The median price of those homes that went into contract this week — pending new home sales — is $375,000. That’s essentially unchanged from last year, up just half a percent. Generally, at this time of year you can expect sales prices to increase each week. You’re getting new inventory, the first spring buyers are looking, and that’s driving up sales in the first quarter – usually. But this year, the price pressure is very weak. Demand is weak and there is no upward pressure on retail prices. In typical years, home prices increase by 5% or more over the past year. This year is off to a much weaker start to home prices than normal years.

The median price of all 257,000 homes under contract is $394,000. That figure is still 3.6% higher than last year. Many of these entered into contracts in November and December. The implication is that even though the real-time signals are bearish on home prices, the January headlines when news comes out in several months of metrics – such as the Case-Shiller Index – will still show positive movement at home. values.

Also, the real-time rate is for pending contracts – the stage before the sale closes. The pending price is the best early proxy for near-sale prices. We can also look at the leading data. For example, we can look at a collection of homes that were recently listed in a given week and see where those are priced. If we look at it, the new lists do not show much hope. The median price for a newly listed group this week came in at $409,000. That’s a weekly increase but it’s only 2.5% more than a year ago.
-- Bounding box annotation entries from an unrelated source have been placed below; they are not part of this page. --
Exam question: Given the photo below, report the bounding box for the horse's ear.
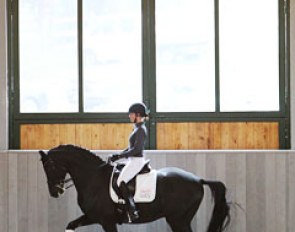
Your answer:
[39,150,47,160]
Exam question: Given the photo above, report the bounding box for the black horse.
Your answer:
[39,145,230,232]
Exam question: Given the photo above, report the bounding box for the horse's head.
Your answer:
[39,151,67,198]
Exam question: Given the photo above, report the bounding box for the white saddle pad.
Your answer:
[110,170,157,203]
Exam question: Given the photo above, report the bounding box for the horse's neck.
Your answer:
[63,155,106,193]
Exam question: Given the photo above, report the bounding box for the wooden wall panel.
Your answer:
[21,122,279,150]
[157,122,279,150]
[20,123,133,150]
[0,150,295,232]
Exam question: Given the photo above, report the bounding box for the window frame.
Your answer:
[7,0,290,149]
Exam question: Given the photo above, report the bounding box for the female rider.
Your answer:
[110,103,149,222]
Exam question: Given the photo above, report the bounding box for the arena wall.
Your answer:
[0,150,295,232]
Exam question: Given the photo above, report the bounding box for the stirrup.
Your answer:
[127,210,139,223]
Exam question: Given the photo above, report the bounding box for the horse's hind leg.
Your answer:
[167,221,193,232]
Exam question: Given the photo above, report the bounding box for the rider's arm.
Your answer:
[119,128,146,158]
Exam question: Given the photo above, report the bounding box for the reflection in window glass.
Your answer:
[156,0,215,112]
[19,0,78,113]
[83,0,142,112]
[219,0,279,111]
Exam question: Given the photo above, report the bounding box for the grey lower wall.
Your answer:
[0,151,295,232]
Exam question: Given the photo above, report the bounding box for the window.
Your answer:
[8,0,289,148]
[156,0,215,112]
[19,0,78,113]
[83,0,142,112]
[219,0,279,111]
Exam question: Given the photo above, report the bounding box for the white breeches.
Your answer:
[117,157,145,186]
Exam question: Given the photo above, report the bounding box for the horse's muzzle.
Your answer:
[50,184,65,198]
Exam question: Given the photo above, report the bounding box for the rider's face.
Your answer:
[129,113,136,123]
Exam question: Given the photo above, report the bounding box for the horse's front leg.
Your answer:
[66,215,94,232]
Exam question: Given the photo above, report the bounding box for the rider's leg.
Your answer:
[117,157,145,222]
[119,181,139,222]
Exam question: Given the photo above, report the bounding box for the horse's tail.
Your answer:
[202,180,230,232]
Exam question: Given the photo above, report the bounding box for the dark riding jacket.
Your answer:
[119,122,147,158]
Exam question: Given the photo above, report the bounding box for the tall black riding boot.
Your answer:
[119,182,139,223]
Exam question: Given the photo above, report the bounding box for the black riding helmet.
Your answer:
[129,103,150,117]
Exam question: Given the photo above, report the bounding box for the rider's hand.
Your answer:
[109,154,120,162]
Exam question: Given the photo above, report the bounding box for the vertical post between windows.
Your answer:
[77,0,84,113]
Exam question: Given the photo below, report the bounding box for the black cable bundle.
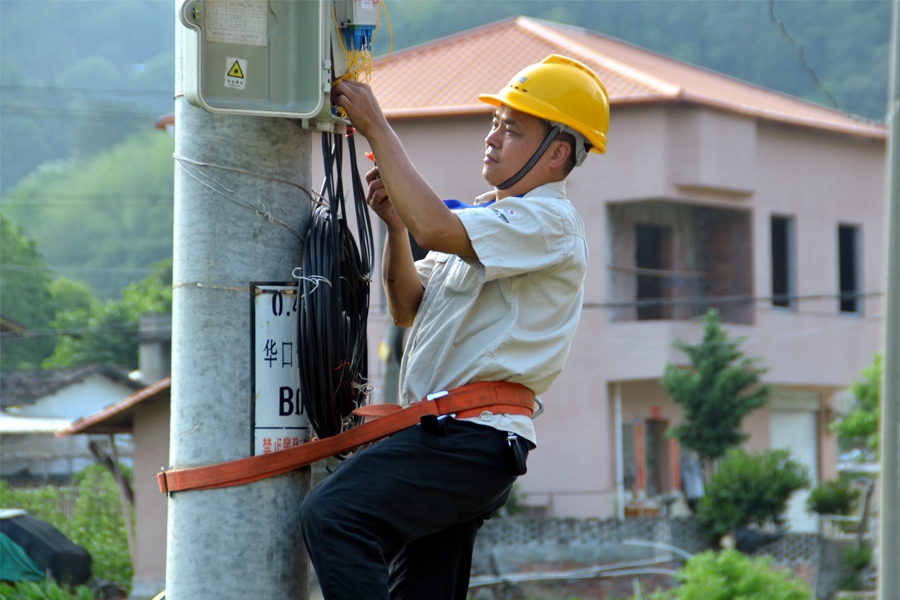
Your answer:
[298,132,374,438]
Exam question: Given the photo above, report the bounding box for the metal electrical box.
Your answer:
[179,0,333,122]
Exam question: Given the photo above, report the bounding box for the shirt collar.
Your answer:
[475,179,566,204]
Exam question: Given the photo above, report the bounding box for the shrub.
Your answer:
[697,449,810,541]
[0,581,93,600]
[806,478,859,517]
[652,550,812,600]
[0,465,134,599]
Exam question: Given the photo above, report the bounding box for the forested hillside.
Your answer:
[0,0,890,308]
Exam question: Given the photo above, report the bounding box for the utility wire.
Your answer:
[0,106,159,121]
[769,0,897,125]
[0,85,175,96]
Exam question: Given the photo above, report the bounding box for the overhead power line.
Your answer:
[0,85,175,96]
[0,106,159,122]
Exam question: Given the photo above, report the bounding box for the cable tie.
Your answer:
[172,281,250,292]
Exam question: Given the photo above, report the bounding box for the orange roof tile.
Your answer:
[55,375,172,438]
[372,17,887,139]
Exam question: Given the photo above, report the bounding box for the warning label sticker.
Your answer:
[225,56,247,90]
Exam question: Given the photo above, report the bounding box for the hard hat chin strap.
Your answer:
[497,121,592,190]
[496,124,560,190]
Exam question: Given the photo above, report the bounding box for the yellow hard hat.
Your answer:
[478,54,609,157]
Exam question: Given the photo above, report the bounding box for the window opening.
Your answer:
[838,225,860,313]
[635,224,671,321]
[772,216,794,308]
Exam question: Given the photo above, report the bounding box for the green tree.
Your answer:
[0,215,54,371]
[651,550,812,600]
[43,259,172,368]
[0,465,134,597]
[697,448,810,541]
[661,309,770,477]
[831,352,884,452]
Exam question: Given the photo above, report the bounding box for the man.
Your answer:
[301,55,609,600]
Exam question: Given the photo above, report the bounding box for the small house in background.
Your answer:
[56,315,172,599]
[313,17,887,531]
[0,365,141,484]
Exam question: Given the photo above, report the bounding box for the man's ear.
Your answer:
[547,140,572,169]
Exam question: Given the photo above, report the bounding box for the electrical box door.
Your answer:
[179,0,332,119]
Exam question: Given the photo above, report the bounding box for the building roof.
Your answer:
[56,376,172,437]
[0,364,140,408]
[372,17,887,139]
[0,411,69,435]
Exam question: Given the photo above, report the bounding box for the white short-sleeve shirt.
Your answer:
[400,181,587,443]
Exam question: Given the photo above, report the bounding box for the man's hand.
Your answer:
[331,80,388,138]
[366,167,406,231]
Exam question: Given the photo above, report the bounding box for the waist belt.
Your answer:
[157,381,534,493]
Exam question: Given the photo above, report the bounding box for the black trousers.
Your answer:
[301,418,516,600]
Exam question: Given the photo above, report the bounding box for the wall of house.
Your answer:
[313,105,885,517]
[132,392,170,598]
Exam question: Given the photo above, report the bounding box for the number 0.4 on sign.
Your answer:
[250,284,310,455]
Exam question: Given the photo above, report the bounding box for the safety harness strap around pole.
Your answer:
[157,381,534,494]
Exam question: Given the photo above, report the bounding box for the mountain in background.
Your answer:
[0,0,891,297]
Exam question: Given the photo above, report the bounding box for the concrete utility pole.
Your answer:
[878,0,900,600]
[166,10,311,600]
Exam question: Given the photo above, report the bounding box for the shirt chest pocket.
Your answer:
[435,255,481,296]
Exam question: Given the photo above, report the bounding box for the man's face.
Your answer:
[481,106,546,186]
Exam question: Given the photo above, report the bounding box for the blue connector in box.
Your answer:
[344,25,375,51]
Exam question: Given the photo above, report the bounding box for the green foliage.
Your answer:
[43,259,172,368]
[652,550,812,600]
[806,478,860,516]
[697,449,810,541]
[0,580,94,600]
[0,214,53,371]
[4,130,175,299]
[0,465,134,589]
[840,544,872,590]
[831,353,884,452]
[661,309,770,472]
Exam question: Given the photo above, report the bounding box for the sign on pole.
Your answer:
[250,283,311,455]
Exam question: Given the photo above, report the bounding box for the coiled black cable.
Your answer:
[297,130,374,438]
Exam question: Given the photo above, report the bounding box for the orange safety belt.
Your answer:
[157,381,534,494]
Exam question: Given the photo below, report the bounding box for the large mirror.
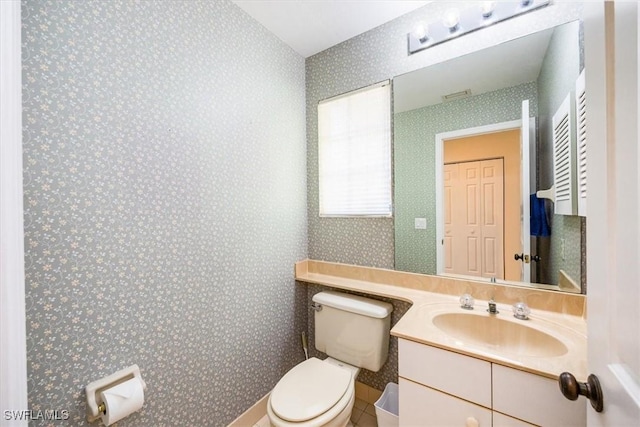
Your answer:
[393,21,586,292]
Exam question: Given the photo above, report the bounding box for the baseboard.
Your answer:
[227,392,271,427]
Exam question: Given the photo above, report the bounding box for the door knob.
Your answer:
[558,372,604,412]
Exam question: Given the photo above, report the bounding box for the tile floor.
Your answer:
[254,399,378,427]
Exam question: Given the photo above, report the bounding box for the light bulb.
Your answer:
[413,22,429,43]
[442,9,460,33]
[480,1,496,19]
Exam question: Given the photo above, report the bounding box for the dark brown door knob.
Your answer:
[558,372,604,412]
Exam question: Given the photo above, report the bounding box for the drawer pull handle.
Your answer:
[558,372,604,412]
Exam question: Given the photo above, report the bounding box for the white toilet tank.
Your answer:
[313,291,393,372]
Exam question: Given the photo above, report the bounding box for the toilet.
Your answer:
[267,291,393,427]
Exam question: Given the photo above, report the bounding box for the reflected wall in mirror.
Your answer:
[394,21,586,292]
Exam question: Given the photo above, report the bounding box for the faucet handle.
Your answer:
[513,302,531,320]
[460,294,475,310]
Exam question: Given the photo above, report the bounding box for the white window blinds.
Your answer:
[318,81,391,216]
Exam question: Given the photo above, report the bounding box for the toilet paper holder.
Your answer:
[85,365,147,423]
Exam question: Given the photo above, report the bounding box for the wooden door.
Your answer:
[444,159,504,279]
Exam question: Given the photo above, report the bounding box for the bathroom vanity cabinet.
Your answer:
[398,339,586,427]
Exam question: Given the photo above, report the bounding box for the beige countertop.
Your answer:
[295,260,587,381]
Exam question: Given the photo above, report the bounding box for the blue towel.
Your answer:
[529,194,551,237]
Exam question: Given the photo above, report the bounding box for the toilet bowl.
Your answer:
[267,357,360,427]
[267,291,393,427]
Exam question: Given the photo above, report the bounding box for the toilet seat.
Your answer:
[270,357,352,423]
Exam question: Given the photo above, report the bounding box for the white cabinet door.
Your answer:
[398,339,491,408]
[493,412,534,427]
[399,378,491,427]
[493,364,587,427]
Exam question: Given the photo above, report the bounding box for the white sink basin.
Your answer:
[432,312,568,357]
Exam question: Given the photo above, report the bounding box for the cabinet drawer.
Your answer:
[493,365,587,427]
[398,378,491,427]
[398,339,491,408]
[493,412,534,427]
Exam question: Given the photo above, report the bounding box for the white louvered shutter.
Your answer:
[576,70,587,216]
[552,94,577,215]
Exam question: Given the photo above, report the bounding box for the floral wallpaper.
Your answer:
[22,0,307,426]
[394,82,538,274]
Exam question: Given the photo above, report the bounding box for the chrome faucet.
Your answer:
[460,294,475,310]
[487,299,500,314]
[513,302,531,320]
The price of mortgages is that everything is under pressure with mortgage rates above 7%. Pricing metrics have not been negative, but could be soon.

The price reduction tells the story

Looking at the leading indicators of future sales prices, I track price reductions. This week, the percentage of homes on the market decreased by only 50 points. There is a drop in new listings and those in the market are making further price drops. This does not correlate well with future sales prices. Usually around this time of year, you’ll see more pricing power with new listings and other sales. You can really see the home buyer’s market standing right now in the price reduction metric.

chart visualization

There are 33.5% of homes on the market that have taken a price reduction from the original listing price. Last year, it was only 31% and that number has been dropping rapidly each week as more sales are made.

As I said this week we saw 10% fewer offers than last year. That’s thousands of sellers who didn’t get an offer this week. Many of those choose to lower their price to see if they can generate demand.

At this time of the year, the discount line usually drops with new inventory. Newly listed homes do not drop in price until they have been on the market for a while. But this trend is now catching all those who feel constrained by high loan rates. We see that buyers are waiting.